Nathaniel Lacktman, a partner at Foley & Lardner, kicks off a talk on telehealth and regulation Sunday at the ATA2022 conference in Boston.

BOSTON – Aaron Maguregui, a digital health attorney at Foley & Lardner, said he gets asked all the time, “Is it OK to use pixels and cookies on a telemedicine website?”

It goes to the bigger question for telehealth providers: When does data collected from a telemedicine website become patient data?

Attorneys from Foley & Lardner kicked off the ATA2022 conference Sunday morning in Boston by breaking down regulations that rule risk for telehealth providers.

Nathaniel Lacktman, a partner in the firm, said the theme for ATA 2022 is what’s next. For telehealth, this means looking at what happens when the public health emergency (PHE) ends and federal waivers allowing for virtual flexibility may or may not be extended through the Department of Health and Human Services or by Congress.

“We’re seeing suggestions the public health emergency may not be extended,” Lacktman said. “There’s fear and anxiety about the telehealth cliff.” 

The PHE is currently scheduled to end in July.

Telehealth is now an expectation for care convenience, and patients are expecting a broader spectrum for treatment of more serious diseases, Maguregui said. There’s expectations from investors that companies can meet the scrutiny of being a profitable and sustainable model. Regulators are expecting more, too, Lacktman said. 

Maguregui said, increasingly, telehealth providers need to know the risk of collecting and sharing information that could be considered patient data protected by HIPAA.

If the only users of a website are patients, does it make the data collected there “patient data”? There’s no definitive answer from regulators, Maguregui said.

When personal user information is used for marketing purposes or shared with third-party users for advertising, the risk of breaching protected health information is greater.

If data collected on a landing page belongs to a primary-care clinic, it’s fairly obvious that this private patient information. 

“Using patient data for marketing purposes is highly regulated,” Maguregui said. “What makes this risk harder, the two biggest players, HHS Office of Civil Rights and FTC, have been largely silent for the last two years.”

In 2021, a women’s health app was cited for sharing data with Facebook and Google, he said.
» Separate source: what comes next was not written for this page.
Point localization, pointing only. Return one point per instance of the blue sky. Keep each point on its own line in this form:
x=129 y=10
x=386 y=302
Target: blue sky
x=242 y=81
In another case in 2017, an Illinois-based law firm filed a class-action lawsuit against telemedicine company MDLive, alleging the company took screenshots of sensitive patient health information and sent them to TestFairy, an Israeli company that does quality control on apps, and that this was a violation of patient privacy. 

Less than two months later, on June 2, 2017, the plaintiff voluntarily dismissed the suit in response to arguments by MDLIVE that the suit lacked any legal or factual basis.
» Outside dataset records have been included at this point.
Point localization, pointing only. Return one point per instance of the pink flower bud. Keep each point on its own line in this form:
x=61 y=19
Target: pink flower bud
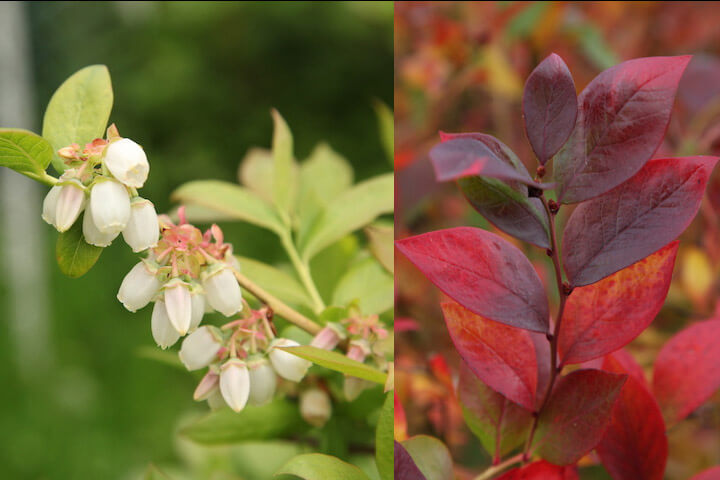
x=127 y=161
x=315 y=407
x=163 y=331
x=110 y=206
x=178 y=304
x=235 y=383
x=143 y=229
What can save a company from litigation risk are the fine type cookie policies and terms, Maguregui said. This is critical to mitigating risk.
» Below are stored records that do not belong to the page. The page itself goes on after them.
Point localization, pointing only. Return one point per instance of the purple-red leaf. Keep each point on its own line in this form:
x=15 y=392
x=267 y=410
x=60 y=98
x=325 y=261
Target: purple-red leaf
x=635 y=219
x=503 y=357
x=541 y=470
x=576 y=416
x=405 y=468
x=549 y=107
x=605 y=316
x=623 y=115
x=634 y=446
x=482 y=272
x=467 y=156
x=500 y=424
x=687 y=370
The best way to obtain a user’s agreement is through e-sign or click and sign, he said.

Create a plan. Create a workflow for data. Are health insurers being billed so that HIPAA applies? Collaborate with marketing, legal and other teams.
Nail down the purpose of the website. 

And don’t copy and paste someone else’s privacy policy, he said. Create your own.

The question all companies need to ask is, what are you asking the user to do? 

“There is definitely regulatory risk,” Maguregui said. “The greater risk is public perception.”

Also, what works today may not work tomorrow in the changing regulatory environment. Stay on top with audits and reviews.